Ketika kita jatuh dalam kesalahan dan dosa, suara hati kita mempersalahkan kita sendiri. Kita merasa tidak enak, hidup menjadi tidak tenang. Kita juga merasa tidak pantas mengikuti jalan Tuhan. Karena itu kita perlu meyakini bahwa Allah adalah kasih. Allah yang rela mengasihi kita tanpa batas. Walaupun hidup kita kurang memenuhi harapan-Nya, kita mencoba untuk selalu percaya bahwa Allah sungguh mencintai kita dengan segala kelemahan yang ada pada kita. Cinta Allah begitu besar dan nyata. Cinta-Nya menjadi nyata ketika mengutus Putra-Nya Yesus Kristus melalui Maria bunda-Nya.

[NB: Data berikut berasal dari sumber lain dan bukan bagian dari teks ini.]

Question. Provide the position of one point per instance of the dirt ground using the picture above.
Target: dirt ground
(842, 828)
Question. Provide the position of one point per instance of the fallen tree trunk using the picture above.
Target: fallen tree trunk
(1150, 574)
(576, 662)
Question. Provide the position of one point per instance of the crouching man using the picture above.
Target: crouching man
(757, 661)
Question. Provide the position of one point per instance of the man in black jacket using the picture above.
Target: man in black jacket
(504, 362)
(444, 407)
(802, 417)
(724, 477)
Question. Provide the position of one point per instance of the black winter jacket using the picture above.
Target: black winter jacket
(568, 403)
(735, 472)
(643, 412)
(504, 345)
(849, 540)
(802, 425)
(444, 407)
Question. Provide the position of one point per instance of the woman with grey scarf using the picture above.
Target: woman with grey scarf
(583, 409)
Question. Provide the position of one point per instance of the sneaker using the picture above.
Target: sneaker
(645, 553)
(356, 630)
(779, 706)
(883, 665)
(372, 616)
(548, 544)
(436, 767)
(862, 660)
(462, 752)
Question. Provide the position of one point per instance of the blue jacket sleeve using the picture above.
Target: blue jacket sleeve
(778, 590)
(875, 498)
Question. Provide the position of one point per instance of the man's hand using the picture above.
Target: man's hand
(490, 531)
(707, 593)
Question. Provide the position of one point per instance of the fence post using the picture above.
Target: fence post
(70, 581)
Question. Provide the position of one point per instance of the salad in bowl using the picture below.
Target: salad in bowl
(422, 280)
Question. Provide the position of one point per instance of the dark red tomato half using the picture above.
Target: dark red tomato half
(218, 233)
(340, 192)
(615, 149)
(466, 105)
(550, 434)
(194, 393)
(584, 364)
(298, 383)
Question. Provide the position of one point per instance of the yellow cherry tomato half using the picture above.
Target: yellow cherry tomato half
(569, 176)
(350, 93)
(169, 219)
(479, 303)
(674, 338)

Keberanian Maria untuk menjawab “ya” terhadap panggilan Tuhan membawa keselamatan bagi manusia. Karena itu Maria dapat dijadikan teladan dalam hidup kita. Dialah putri pilihan Allah. Dialah bunda yang selalu setia mendampingi putranya dari lahir hingga wafat-Nya di kayu salib. Fiatnya yang berbunyi, “Sesungguhnya aku ini adalah hamba Tuhan; jadilah padaku menurut perkataan-Mu itu,” (Luk, 1:38). Fiat yang telah diungkapkannya bukanlah kata-kata kosong dan tanpa makna. Kata yang tidak memiliki arti. Fiat yang diungkapkan Maria sungguh memiliki makna yang dalam bagi hidupnya dan bagi umat manusia. Maria berani menanggung segala duka derita demi panggilannya menjadi bunda penyelamat. Para bruder FIC sendiri sangat menghormati Bunda Maria. Karenanya Ibu Maria dijadikan pelindung Kongregasi dan dijadikan teladan bagi hidup para bruder. Wujud konkrit agar Bunda Maria dijadikan teladan ada dalam Konstitusi FIC yang berbunyi: “Kesetiaan, kerendahan hati Maria, dan kepekaan serta kepedulian terhadap kebutuhan-kebutuhan manusia, dapat kita jadikan teladan bagi kehidupan kita sebagai religius yang merasul”. (Konst FIC, art. 75).